Bowfinger, set in Hollywood, is a movie about making movies. That’s interesting. Steve Martin plays a wannabe movie director, Bowfinger, working out of a ramshackle house with a cast of wannaabe actors whom he keeps employed with constant promises that he is “this close” to the Big Deal that will seal their futures in the Business.
With a horrendously awful script entitled Chubby Rain, Bowfinger knows he is at the end of his tether. His plan is to get Hollywood’s top action star, Kit Ramsey (Eddie Murphy) to accept the film, and that way pull enough money into his operation to bring him out of the dismal hole he is in. Ramsey refuses because, firstly, Bowfinger is an unknown, a nobody. And, second, because the script is garbage.
Not deterred, Bowfinger returns to his office where his staff are waiting to learn whether or not they will be saved by a big star agreeing to do the project. Bowfinger lies, claims that he landed Ramsey, but that one condition of his contract is that he never wants to meet face-to-face with the rest of the cast. This is passed off as just another example of the idiosyncrasy of stardom, but it sets off a chain reaction in which Bowfinge has to tell one lie aafter another in order to keep the trick going. It is a classic comedy gimmick.
Bowfinger’s plan is to have it so that his actors ‘accidentally’ come up to Ramsey on the street, or in restaurants, etc., and say their lines in front of him. This will all be filmed using zoom lenses from a safe distance, and then it can all be cut and edited later, with appropriate sound and dialogue laid over.

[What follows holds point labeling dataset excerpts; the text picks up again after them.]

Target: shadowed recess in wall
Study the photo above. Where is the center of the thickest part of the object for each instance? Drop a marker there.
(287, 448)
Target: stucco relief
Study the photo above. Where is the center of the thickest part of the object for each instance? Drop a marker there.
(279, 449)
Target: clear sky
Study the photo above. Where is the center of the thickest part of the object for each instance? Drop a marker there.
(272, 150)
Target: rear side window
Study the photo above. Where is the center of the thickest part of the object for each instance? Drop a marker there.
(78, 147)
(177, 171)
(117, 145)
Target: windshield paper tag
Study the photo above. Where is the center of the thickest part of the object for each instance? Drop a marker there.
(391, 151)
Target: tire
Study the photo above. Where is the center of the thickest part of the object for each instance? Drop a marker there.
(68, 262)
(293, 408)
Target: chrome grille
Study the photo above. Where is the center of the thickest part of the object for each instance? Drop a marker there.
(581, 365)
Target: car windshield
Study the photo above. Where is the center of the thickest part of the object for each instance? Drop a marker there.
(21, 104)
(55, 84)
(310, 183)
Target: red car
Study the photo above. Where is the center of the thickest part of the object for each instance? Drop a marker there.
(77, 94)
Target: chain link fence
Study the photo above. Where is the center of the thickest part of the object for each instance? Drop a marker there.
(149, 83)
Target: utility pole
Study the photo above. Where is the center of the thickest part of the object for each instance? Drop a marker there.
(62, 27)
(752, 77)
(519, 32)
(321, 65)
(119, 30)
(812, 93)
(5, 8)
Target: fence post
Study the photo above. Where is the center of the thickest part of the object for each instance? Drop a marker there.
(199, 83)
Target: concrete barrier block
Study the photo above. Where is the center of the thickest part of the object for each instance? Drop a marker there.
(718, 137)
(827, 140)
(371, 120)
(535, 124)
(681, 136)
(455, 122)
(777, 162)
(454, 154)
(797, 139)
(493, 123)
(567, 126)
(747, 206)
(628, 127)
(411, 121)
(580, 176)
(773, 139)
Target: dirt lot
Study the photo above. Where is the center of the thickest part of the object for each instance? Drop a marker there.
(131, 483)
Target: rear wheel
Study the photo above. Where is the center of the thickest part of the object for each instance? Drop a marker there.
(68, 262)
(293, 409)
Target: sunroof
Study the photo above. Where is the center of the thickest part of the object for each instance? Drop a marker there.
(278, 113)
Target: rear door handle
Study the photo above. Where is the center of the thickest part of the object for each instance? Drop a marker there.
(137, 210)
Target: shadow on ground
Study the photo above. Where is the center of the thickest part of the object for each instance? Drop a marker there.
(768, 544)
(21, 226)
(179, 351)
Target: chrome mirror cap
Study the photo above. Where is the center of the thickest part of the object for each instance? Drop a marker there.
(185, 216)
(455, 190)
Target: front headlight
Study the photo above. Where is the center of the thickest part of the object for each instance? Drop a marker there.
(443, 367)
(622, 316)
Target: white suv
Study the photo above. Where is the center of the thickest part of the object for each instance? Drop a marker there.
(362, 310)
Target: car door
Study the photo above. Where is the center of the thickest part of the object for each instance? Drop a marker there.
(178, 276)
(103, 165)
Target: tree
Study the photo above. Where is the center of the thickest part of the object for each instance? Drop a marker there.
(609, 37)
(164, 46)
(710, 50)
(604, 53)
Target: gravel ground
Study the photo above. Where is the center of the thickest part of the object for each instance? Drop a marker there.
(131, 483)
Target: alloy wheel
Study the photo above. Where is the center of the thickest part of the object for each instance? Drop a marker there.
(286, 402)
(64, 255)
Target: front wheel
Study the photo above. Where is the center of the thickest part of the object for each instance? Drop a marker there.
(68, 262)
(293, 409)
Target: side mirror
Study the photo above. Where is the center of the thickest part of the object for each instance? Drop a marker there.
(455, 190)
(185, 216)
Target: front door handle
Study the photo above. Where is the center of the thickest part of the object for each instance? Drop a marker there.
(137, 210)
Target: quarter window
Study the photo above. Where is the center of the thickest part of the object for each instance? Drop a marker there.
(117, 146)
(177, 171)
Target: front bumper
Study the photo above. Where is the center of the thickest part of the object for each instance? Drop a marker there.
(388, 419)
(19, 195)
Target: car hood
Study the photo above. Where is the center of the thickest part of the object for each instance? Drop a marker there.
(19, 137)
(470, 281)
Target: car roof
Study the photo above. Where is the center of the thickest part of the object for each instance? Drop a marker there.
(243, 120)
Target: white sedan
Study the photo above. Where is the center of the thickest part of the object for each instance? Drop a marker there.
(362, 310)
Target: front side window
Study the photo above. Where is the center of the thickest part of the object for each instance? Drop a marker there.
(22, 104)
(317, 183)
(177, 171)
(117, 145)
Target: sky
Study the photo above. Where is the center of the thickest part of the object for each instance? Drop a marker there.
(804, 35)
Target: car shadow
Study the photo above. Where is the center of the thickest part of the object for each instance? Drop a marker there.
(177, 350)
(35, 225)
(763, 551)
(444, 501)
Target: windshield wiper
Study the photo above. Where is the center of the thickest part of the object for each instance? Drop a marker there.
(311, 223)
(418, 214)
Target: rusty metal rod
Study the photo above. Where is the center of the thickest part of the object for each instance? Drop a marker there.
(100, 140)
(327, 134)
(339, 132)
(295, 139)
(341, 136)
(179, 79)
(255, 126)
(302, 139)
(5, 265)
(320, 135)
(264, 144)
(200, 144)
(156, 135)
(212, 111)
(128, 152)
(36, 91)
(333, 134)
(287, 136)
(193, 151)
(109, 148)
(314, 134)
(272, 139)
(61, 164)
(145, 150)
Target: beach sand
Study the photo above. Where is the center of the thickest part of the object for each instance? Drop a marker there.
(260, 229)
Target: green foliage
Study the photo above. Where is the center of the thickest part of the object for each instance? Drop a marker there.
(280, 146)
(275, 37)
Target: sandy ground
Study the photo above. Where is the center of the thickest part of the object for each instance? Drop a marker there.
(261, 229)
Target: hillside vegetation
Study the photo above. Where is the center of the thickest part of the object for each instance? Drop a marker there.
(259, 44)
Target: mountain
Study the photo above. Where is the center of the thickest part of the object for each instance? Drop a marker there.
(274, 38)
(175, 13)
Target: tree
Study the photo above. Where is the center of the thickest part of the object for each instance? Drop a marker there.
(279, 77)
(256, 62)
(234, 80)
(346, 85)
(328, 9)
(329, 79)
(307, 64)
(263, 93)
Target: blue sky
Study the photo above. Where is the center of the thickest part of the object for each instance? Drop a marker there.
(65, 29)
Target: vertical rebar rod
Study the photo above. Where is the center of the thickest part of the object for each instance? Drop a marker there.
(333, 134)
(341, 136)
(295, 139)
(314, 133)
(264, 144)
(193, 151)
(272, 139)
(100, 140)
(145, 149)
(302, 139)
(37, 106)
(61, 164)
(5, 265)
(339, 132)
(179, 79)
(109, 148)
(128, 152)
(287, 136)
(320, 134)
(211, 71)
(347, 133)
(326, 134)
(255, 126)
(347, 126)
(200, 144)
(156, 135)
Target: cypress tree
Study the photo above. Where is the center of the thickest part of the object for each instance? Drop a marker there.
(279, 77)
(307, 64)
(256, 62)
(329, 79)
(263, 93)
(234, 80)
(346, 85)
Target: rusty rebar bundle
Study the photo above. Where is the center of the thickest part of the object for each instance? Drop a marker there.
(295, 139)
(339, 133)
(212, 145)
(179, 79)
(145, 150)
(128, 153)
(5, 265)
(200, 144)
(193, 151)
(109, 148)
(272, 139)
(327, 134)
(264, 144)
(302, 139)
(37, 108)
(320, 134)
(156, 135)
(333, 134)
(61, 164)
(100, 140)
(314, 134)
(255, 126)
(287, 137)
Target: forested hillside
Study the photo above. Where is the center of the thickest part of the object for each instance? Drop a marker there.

The result is hilarious. Ramsey thinks he is going insane because strange people keep coming up to him and saying the strangest things. He doesn’t know that he is being filmed.
For a few close-ups Bowfinger has to find a Ramsey look-alike. Eddie Murphy plays a secondary character, an unknown look-alike of himself. One of my favorite scenes is when Bowfinger convincers the dim-witted substitute to run across a busy freeway, which he does huffing and puffing and scared within an inch of his life. But just for the sake of looking professional Bowfinger decides that he has to shoot it again and he does - successfully.
Imagine every poor acting job and sub-standard make-up and special effects you have eve seen in the worse third-rate movies - movies like Plan Nine From Outer Space, or Santa Claus Conquers the Martians - and that is what the finished Chubby Rainlooks like. But in a strange twist that tells us something about popular tastes, Chubby Rain becomes an instant hit as a cult film.
Bowfinger gets his career boost, but not in Hollywood. He is invited to Taiwan to make cheap kung-fu movies. To Americans, Asian movies are almost always the very definition of cheap crap.
Watch for Robert Downey, Jr. appearing in a small role.